A Critical New Pathway for Toxin Secretion?

Abstract

Vaccines that are composed of inactivated bacterial toxins work well for diseases such as diphtheria and tetanus, in which a single secreted toxin is the primary mediator of disease. Pathogens that rely on multiple secreted toxins, however, render vaccines impractical, partly owing to the fact that some toxins are directly injected into host cells and are therefore inaccessible to antibody. An alternative approach that is gaining momentum is to target the critical pathways required for toxin secretion. 1 Five distinct protein secretion pathways have been known to contribute to the virulence of bacterial pathogens.
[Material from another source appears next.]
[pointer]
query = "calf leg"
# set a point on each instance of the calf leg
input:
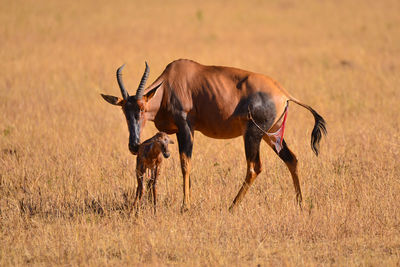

Recent studies by the Mekalanos group (Pukatzki et al. 2 and Mougous et al. 3 ) have identified a sixth secretion pathway, present in both Vibrio cholerae and Pseudomonas aeruginosa, that is a potential target for vaccine development and for therapeutic intervention. The classic diarrheal disease resulting from colonization of the small intestine by V. cholerae is mediated by and dependent on the secretion of cholera toxin. Some strains of V. cholerae , such as strain V52, lack the cholera toxin genes but still cause sporadic episodes of cholera-like and nondiarrheal diseases through poorly defined mechanisms. To gain further insight into the pathogenic mechanisms of strain V52, Pukatzki and colleagues 2 established an infection system using amebae. Amebae have macrophage-like properties and can be used to model interactions between bacteria and macrophages.